すなわち相対的な貧困層では、小学生期にスポーツ活動、芸術活動の経験を得られない子どもが多く出現しやすく、子育ての格差問題として指摘できる。

解決策としては、ボランティア団体による活動や自治体主催の地域活動もあるので、金銭的な負担がなくても、子どもが何らかの教育活動を経験することが可能であるという情報提示と、親と子どもへの直接的・間接的な働きかけによる彼らの主体的選択を促す方法が考えられる。

4.教育費支出からみた芸術・スポーツ活動の格差

教育費支出は、子どもの性別(ジェンダー差)と世帯収入によって差のあることが明らかになっている(ベネッセ教育研究開発センター『子どものスポーツ・芸術・学習活動データブック』2009 図1−2参照)。

教育費支出額のジェンダー差については、「スポーツ活動」では、男子平均4,200円、女子平均3,100円と1,100円の差がある。また「芸術活動」への教育費支出額は、とくに子どもの性別による差が大きく、女子(平均3,300円)は男子(同1,000円)の3倍以上となっている。

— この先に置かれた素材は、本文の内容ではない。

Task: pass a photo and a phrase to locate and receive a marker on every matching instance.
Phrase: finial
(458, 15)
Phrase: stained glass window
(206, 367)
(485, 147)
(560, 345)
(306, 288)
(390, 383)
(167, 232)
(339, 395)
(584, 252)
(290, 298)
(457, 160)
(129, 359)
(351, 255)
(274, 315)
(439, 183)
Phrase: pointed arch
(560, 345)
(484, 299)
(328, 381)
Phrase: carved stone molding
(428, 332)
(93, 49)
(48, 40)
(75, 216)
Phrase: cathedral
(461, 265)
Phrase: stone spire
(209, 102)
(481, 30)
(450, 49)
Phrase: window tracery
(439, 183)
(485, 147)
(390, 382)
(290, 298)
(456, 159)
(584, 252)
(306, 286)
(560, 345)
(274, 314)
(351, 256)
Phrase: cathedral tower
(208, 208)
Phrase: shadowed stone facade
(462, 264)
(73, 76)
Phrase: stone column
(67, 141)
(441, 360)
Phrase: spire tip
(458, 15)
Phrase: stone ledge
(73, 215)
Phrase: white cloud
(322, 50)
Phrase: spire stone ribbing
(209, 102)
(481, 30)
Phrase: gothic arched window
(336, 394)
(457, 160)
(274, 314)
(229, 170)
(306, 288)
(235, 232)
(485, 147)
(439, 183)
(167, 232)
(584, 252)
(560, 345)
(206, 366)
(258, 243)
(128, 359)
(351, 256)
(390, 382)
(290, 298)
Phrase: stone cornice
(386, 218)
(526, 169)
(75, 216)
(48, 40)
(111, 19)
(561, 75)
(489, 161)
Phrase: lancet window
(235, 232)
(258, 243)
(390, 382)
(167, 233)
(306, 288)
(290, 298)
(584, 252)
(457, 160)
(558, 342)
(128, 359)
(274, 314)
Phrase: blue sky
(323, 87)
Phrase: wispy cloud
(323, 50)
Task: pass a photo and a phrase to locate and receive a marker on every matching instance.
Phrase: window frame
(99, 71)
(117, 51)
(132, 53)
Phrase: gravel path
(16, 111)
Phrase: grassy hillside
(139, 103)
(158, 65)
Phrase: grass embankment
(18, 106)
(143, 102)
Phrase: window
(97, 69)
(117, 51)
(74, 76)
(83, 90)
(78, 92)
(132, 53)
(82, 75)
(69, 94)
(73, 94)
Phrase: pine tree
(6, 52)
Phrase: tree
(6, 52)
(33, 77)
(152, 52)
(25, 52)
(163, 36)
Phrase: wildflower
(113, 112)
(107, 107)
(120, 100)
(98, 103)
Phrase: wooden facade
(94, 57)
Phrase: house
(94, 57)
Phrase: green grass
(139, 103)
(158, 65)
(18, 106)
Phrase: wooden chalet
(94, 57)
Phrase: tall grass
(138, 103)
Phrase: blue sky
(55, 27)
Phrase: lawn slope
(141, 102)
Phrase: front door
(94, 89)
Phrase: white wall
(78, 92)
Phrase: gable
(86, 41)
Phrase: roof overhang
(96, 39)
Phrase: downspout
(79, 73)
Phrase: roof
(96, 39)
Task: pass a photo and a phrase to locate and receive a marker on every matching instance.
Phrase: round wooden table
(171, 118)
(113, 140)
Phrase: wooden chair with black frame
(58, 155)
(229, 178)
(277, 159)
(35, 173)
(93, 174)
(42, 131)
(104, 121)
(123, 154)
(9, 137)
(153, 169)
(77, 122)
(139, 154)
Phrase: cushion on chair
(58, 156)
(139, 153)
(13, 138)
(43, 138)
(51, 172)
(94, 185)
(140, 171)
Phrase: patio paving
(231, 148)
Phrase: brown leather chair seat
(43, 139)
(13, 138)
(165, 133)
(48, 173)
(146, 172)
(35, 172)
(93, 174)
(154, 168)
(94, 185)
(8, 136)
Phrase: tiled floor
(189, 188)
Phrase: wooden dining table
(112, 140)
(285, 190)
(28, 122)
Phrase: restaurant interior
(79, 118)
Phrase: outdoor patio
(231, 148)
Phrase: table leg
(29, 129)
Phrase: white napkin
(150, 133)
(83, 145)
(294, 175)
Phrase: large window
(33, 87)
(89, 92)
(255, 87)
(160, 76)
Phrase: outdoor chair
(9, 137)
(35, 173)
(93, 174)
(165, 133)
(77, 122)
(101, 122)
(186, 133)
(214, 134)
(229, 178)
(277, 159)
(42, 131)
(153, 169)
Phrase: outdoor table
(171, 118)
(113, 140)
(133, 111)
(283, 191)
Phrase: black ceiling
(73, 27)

家庭の世帯年収差も影響しており、年収400万円未満の家庭が「スポーツ活動」に平均2,400円を支出するのに対し、800万円以上の家庭では平均4,900円となる。当然、これらの数値は子どものスポーツ活動率の格差にもつながっている。芸術活動への支出額は、年収400万円未満家庭で平均1,100円、800万円以上家庭ではその3倍以上の3,600円であった。

このように親の経済状況は、子どもの芸術活動およびスポーツ活動に対して、参加の有無や教育費支出額の多少を左右する大きな要因となっていた(同、図3−5図4−4参照)。しかし子どもの活動の階層差は、経済状況だけで生じるものではない。子どものスポーツ活動・芸術活動の規定要因を多面的に分析する必要がある。